Aralık 2006'da edebiyata olan katkılarından
dolayı İngiliz Şövalyelik Nişanı alan McCall Smith'e Haziran 2007'de
ise Edinburgh Hukuk Fakültesi tarafından Onur Ödülü verildi.
Amatör olarak fagot çalan yazar, The
Really Terrible Orchestra'nın (Gerçekten Berbat Orkestrası)
kurucusudur. Botswana'daki ilk opera salonu olanı Bir Numaralı Kadınlar
Opera Salonu'nun açılmasına da katkıda bulundu. 2006 yayınlanan Britanya'nın
sağlık politikaları ile ilgili The Future of NHS kitabının da
yazarları arasındadır.
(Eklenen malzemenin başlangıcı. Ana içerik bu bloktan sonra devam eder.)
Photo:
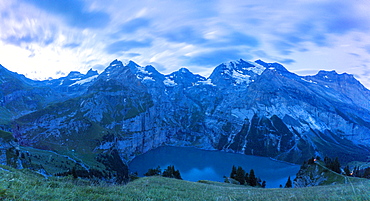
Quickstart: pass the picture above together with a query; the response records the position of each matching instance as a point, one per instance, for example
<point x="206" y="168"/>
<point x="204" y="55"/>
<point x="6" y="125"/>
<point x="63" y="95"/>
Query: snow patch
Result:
<point x="240" y="78"/>
<point x="148" y="78"/>
<point x="89" y="79"/>
<point x="206" y="82"/>
<point x="258" y="69"/>
<point x="169" y="82"/>
<point x="309" y="81"/>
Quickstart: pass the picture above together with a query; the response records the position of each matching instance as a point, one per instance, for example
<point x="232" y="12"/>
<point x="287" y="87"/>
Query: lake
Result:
<point x="196" y="164"/>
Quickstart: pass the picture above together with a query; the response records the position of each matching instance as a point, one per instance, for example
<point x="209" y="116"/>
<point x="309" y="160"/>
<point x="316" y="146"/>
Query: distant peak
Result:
<point x="184" y="70"/>
<point x="132" y="63"/>
<point x="74" y="74"/>
<point x="92" y="72"/>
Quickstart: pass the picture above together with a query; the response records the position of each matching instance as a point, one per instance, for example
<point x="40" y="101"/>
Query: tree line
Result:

McCall Smith'in eserlerindeki seri formatı
akla Charles Dickens ve Armisted Maupin gibi on dokuzuncu
yüzyıl yazarlarının kullandığı formatı getirir.
Edinburgh,Öğle yemeklerine katılan,konserlere,resim
sergilerine giden ve dikkat çekmeden hayır işlerine koşan kibarlık kumkuması
hanımların merkezi. Omletlerine kattıkları chanterelle mantarları sayesinde
yirmi birinci yüzyıla attıklarına inanan hanımların İsabel Dalhouse gibi
hanımların.
Ama Edinburgh'un Georgian dönemine ait düzgün
cephelerinin ardındaki ahlaki pusula açgözlülük, sahtekarlık, şehvet ve öldürücü
arzularla dönen bir fırıldağı andırıyor, İsabel bunun farkında,işin aslı İsabel
bundan zevk alıyor. Başarılı bir felsefeci ve uygulamayı Törebilim Dergisi'nin
editörü olarak iyi ile kötüyü birbirinden rahatlıkla ayırt edebiliyor.
KİTABIN ANALİZİ & YORUMUM
Mart sonu ılık bir gecede İzlandalı bir müzik gurubu
konser vermek üzere Edinburgh’a gelir. Konseri izlemeye roman kahramanımız
Isabel’de gider. Isabel, Uygulamalı Törebilim adlı felsefe dergisinin
editörlüğünü yapmaktadır. Isabel’in Cat adında
genç bir yeğeni vardır. Cat Bruntsfield’de bir mezeci dükkanı
işletmektedir. Isabel’e ev işlerinde Grace adında her konuda bilgisi olan bir
hizmetkâr her gün düzenli olarak temizliğe gelir. O gün tiaytro salonunda
istenmeyen korkunç bir olay olur. Genç bir bey
ikinci kat balkondan aşağıya düşer. Tam düşme anında bir an Isabel,
gençle göz göze gelir. Genç düşer düşmez feci şekilde can verir. Kahramanımız
bu olayı bir türlü zihninden silemez.
Olaydan kısa bir süre sonra Marc Manus adında genç bir gazeteci Isabel’in
evine gelir ve kendisinden düşen gençle ilgili gördüklerini anlatmasını ister.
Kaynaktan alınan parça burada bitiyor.